Throwback Thursday – Why I Didn’t Transfer

With a title like “College Forever” it probably sounds like I never wanted to leave college, right? Well, that’s true to some extent. At graduation, I felt like a preschool that clings to her mother’s leg. “NO MOM, NOT THE REAL WORLD! DON’T MAKE ME!” Yeah it wasn’t pretty.

But I also did the same thing GOING to college. I HATE change. I was all gung-ho about college and making new friends and decorating my room until I actually got into college. But then I had a few more months to get excited again. And I did a decent job. Buying new things? Awesome. Packing? No problem. The trip there? Wonderful…until we were about an hour away from my school. That is when I started regretting every decision I had ever made in my life up until that moment.

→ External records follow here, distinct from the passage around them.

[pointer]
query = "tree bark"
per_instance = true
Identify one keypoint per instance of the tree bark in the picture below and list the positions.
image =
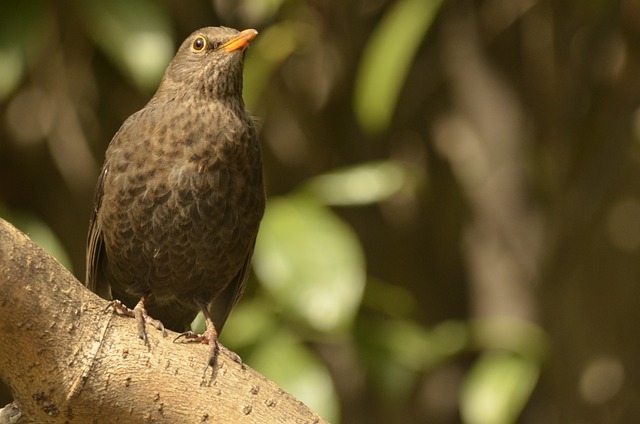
(67, 360)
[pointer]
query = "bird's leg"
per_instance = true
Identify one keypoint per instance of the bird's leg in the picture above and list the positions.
(139, 312)
(210, 337)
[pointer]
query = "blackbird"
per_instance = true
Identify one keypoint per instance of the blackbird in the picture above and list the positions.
(180, 196)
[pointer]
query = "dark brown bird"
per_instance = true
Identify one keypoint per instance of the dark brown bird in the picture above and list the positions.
(181, 194)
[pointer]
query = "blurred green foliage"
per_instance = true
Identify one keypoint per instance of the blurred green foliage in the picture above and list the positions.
(451, 229)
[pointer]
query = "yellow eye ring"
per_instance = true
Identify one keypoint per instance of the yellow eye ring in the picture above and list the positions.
(199, 44)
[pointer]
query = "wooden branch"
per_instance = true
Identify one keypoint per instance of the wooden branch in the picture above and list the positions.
(68, 361)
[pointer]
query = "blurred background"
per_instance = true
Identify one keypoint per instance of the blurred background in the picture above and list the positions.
(453, 228)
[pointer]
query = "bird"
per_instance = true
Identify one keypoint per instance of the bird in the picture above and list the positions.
(180, 196)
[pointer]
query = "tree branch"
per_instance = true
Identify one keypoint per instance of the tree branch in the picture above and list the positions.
(68, 361)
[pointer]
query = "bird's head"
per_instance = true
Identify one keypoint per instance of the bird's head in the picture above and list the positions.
(210, 62)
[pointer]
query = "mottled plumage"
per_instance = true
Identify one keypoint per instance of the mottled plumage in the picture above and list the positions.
(181, 194)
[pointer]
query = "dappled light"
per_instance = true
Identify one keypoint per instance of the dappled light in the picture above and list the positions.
(453, 218)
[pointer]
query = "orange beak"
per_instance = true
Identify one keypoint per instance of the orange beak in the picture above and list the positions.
(240, 42)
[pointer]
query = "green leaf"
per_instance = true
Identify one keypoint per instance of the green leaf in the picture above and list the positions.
(387, 59)
(361, 184)
(311, 263)
(135, 34)
(497, 388)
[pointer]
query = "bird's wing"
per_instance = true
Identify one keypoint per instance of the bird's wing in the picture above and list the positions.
(222, 305)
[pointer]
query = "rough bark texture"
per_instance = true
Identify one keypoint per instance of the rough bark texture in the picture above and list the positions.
(67, 360)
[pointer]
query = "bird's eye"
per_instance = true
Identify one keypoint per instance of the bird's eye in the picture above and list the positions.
(199, 44)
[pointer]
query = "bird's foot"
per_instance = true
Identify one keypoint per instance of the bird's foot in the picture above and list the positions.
(139, 312)
(210, 337)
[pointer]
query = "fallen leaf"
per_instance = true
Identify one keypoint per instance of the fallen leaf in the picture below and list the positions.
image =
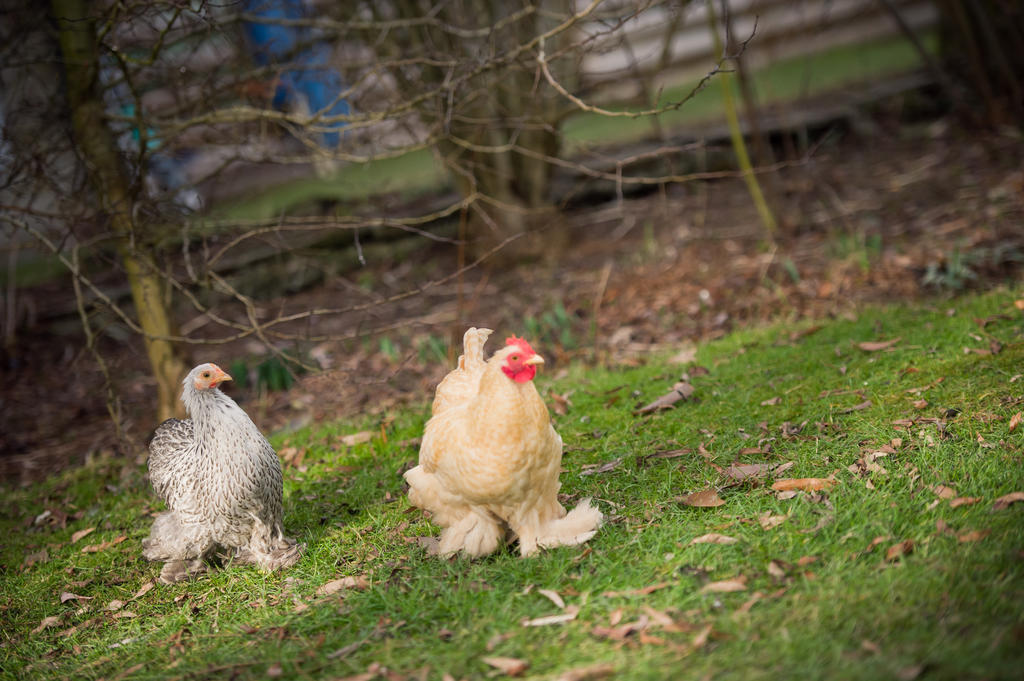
(144, 589)
(875, 346)
(1006, 500)
(713, 538)
(357, 438)
(857, 408)
(40, 556)
(769, 521)
(593, 469)
(776, 568)
(102, 546)
(637, 592)
(685, 355)
(681, 390)
(622, 632)
(726, 586)
(335, 586)
(591, 673)
(803, 483)
(51, 621)
(909, 673)
(973, 536)
(876, 542)
(558, 619)
(901, 549)
(509, 666)
(702, 499)
(741, 472)
(701, 638)
(80, 534)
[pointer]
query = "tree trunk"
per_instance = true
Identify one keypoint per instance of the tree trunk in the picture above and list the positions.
(76, 28)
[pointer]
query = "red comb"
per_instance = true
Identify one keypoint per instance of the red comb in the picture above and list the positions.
(521, 344)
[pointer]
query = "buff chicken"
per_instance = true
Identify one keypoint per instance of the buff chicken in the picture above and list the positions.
(222, 484)
(489, 458)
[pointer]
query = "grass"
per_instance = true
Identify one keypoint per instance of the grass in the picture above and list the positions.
(787, 80)
(829, 606)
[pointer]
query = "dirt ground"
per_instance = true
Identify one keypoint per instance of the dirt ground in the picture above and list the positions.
(909, 213)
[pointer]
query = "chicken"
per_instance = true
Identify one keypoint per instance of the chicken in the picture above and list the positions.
(222, 484)
(489, 458)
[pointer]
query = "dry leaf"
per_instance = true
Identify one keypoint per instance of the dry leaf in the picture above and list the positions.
(144, 589)
(681, 390)
(701, 638)
(40, 556)
(357, 438)
(102, 546)
(856, 408)
(741, 472)
(51, 621)
(714, 538)
(896, 550)
(973, 536)
(80, 534)
(509, 666)
(769, 521)
(875, 346)
(621, 633)
(726, 586)
(704, 499)
(1006, 500)
(591, 673)
(637, 592)
(335, 586)
(593, 469)
(553, 597)
(803, 483)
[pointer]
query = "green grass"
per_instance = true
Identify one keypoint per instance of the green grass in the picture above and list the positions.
(951, 607)
(787, 80)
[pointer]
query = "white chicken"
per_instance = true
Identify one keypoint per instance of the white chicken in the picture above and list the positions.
(222, 484)
(489, 458)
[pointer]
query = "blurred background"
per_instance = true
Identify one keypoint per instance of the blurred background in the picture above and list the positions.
(321, 197)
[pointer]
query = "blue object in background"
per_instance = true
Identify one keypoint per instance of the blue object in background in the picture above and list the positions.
(313, 82)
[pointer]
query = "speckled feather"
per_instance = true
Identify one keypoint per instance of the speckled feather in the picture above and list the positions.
(222, 483)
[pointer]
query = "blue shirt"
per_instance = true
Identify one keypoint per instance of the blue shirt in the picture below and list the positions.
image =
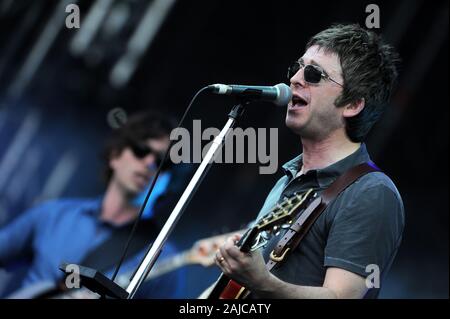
(66, 231)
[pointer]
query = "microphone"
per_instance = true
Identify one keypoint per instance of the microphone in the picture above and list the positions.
(279, 94)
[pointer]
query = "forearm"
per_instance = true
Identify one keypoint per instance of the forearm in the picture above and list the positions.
(275, 288)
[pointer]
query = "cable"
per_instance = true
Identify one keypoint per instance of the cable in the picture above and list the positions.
(133, 230)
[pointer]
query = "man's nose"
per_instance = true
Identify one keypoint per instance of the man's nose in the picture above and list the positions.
(150, 160)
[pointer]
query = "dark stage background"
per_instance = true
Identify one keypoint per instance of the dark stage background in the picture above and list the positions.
(57, 86)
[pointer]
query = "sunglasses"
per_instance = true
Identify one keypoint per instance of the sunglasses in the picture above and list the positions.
(311, 73)
(141, 150)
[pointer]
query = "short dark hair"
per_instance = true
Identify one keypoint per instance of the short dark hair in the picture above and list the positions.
(138, 128)
(369, 69)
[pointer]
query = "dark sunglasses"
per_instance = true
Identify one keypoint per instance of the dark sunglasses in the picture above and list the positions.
(141, 150)
(311, 73)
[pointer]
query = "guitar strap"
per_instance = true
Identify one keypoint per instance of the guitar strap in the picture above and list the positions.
(107, 254)
(300, 227)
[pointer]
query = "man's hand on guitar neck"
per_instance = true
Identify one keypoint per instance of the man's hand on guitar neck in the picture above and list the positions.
(249, 270)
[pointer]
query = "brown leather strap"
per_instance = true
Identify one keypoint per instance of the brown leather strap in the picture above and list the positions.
(300, 227)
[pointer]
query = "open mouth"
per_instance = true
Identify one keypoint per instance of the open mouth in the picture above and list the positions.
(298, 101)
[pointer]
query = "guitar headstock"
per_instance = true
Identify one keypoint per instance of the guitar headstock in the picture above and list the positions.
(282, 213)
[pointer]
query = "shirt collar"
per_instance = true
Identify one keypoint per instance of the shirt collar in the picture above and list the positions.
(327, 175)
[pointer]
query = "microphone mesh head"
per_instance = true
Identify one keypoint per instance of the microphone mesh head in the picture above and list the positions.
(285, 94)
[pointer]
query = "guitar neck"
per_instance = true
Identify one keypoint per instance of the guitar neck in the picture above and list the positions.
(170, 264)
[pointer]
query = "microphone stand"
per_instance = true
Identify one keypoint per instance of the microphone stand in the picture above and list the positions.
(153, 252)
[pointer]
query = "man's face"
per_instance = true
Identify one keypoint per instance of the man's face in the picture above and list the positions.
(133, 173)
(316, 116)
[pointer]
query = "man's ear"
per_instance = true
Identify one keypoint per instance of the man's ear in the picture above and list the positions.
(354, 108)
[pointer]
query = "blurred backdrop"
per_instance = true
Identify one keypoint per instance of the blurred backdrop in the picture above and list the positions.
(57, 86)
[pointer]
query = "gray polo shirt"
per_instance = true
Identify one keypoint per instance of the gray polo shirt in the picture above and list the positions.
(360, 231)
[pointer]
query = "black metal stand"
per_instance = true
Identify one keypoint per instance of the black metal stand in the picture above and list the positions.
(105, 287)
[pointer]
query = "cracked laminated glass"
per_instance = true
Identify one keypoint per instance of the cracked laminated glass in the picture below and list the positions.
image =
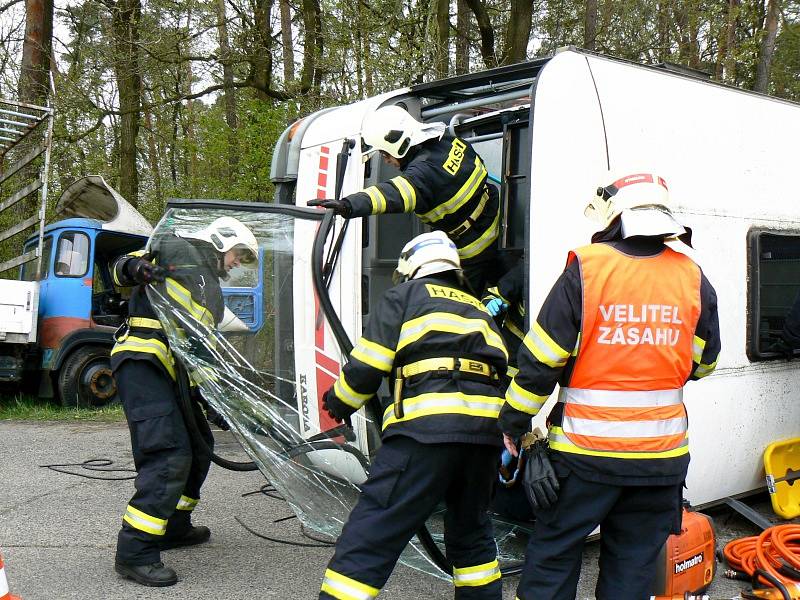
(254, 360)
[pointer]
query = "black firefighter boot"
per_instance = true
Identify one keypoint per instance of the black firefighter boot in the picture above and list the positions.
(152, 575)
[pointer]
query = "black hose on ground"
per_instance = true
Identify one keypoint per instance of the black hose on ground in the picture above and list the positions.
(184, 396)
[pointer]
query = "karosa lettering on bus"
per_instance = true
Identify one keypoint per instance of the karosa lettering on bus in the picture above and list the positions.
(622, 324)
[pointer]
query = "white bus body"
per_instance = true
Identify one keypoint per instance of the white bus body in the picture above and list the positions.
(550, 131)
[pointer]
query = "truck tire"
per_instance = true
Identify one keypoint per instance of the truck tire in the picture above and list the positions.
(85, 379)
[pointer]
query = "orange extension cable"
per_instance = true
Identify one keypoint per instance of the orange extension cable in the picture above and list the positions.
(767, 552)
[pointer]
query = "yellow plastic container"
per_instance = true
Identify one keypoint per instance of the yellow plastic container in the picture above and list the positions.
(782, 464)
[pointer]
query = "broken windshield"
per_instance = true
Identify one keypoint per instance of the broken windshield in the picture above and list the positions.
(264, 361)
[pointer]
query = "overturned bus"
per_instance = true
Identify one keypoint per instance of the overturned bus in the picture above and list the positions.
(548, 131)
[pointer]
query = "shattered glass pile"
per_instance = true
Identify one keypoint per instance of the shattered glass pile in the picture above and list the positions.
(245, 369)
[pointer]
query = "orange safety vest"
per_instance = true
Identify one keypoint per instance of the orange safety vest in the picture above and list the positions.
(625, 394)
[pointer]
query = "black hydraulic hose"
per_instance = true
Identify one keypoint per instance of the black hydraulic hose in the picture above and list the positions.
(191, 424)
(773, 580)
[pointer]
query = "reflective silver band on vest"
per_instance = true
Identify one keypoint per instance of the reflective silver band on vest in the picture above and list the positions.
(624, 429)
(561, 441)
(621, 399)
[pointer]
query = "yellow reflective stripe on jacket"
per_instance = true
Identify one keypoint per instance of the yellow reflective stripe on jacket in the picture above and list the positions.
(544, 349)
(183, 297)
(377, 199)
(477, 575)
(445, 403)
(698, 345)
(144, 322)
(470, 187)
(348, 395)
(558, 441)
(524, 401)
(144, 522)
(344, 588)
(704, 370)
(441, 322)
(407, 192)
(186, 503)
(149, 346)
(483, 242)
(374, 355)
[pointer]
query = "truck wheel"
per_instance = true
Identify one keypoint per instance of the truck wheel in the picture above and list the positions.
(85, 378)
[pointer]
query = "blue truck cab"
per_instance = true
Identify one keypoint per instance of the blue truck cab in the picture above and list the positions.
(79, 308)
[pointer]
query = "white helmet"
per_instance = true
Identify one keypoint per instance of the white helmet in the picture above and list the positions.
(642, 202)
(227, 233)
(392, 130)
(426, 254)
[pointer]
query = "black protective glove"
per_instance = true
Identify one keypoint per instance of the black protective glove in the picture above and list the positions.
(142, 271)
(340, 207)
(782, 347)
(336, 409)
(540, 481)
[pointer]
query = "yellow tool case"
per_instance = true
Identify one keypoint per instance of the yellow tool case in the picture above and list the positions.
(782, 464)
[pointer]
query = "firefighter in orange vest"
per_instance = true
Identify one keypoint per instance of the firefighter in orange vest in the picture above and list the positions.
(626, 325)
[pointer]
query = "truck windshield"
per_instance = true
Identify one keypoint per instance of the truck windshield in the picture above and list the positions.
(72, 259)
(29, 271)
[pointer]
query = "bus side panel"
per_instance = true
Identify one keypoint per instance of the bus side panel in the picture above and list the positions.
(726, 175)
(317, 354)
(568, 152)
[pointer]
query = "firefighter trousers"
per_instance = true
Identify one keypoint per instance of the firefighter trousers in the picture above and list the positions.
(406, 483)
(171, 467)
(635, 522)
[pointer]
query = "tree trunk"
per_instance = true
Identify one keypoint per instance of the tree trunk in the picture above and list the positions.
(590, 25)
(462, 37)
(486, 30)
(152, 154)
(262, 56)
(767, 46)
(34, 81)
(729, 60)
(518, 32)
(442, 59)
(663, 23)
(286, 38)
(229, 92)
(311, 76)
(126, 15)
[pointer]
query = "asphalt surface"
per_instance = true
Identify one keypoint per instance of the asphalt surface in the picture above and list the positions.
(58, 532)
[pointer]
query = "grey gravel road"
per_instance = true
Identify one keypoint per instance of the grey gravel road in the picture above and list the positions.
(57, 532)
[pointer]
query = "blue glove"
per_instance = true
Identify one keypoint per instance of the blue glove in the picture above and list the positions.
(509, 469)
(495, 306)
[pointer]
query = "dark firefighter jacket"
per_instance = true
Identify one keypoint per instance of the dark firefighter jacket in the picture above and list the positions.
(444, 183)
(560, 321)
(418, 328)
(192, 287)
(511, 290)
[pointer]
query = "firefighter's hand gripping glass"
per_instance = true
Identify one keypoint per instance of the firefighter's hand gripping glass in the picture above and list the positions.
(539, 479)
(510, 468)
(141, 270)
(336, 409)
(340, 207)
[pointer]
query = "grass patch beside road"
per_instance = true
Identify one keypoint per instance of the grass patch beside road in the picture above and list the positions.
(29, 408)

It gets better, right? No. It didn’t get better. I called my mom every day during orientation saying I wanted to transfer to the school I had sworn up and down I would never attend because of it’s proximity to my parent’s home and the amount of my graduating class that was going there. Outside of classes, I wasn’t involved in anything. I spent so much time talking to my home friends on AIM that I didn’t make any new friends. What was worse, my classes were MUCH harder than I expected them to be. For the first time in my life, there were kids that were…shhhh…smarter…than me in my classes. After the initial hysteria and threatening to transfer home, I started to seriously consider changing majors and transferring to a school that had better offerings for me.

Finally, in the winter, there was one night that started me on the path to liking my college of choice. A friend invited me over for a karaoke night. I barely knew the other people he had invited, but I had so much fun just hanging out and taking turns singing and singing as a group. It was the first time I can remember being happy at my school – five whole months after I had arrived! Later, I told my friend that it reminded me of the cast parties we used to have after the shows in high school. He asked why I wasn’t involved in the theater or music programs that our college offered. I didn’t even know that those things existed!

I finally had figured out what had been missing. I had been in some sort of music program from kindergarten until I graduated high school. As a senior looking into colleges, I didn’t think it was something that I would miss. Once I joined different organizations, I finally had some time to enjoy myself. I also made friends with people that I am still friends with to this day!

Recently, I took the time to thank that friend that invited me over for karaoke. I don’t think he ever realized how much that one gesture changed my life. We didn’t hang out much after freshman year – lived in different buildings, did different things. I was glad I was able to reach out to him. My life could have turned out so different had I transferred. And then what would you be reading right now?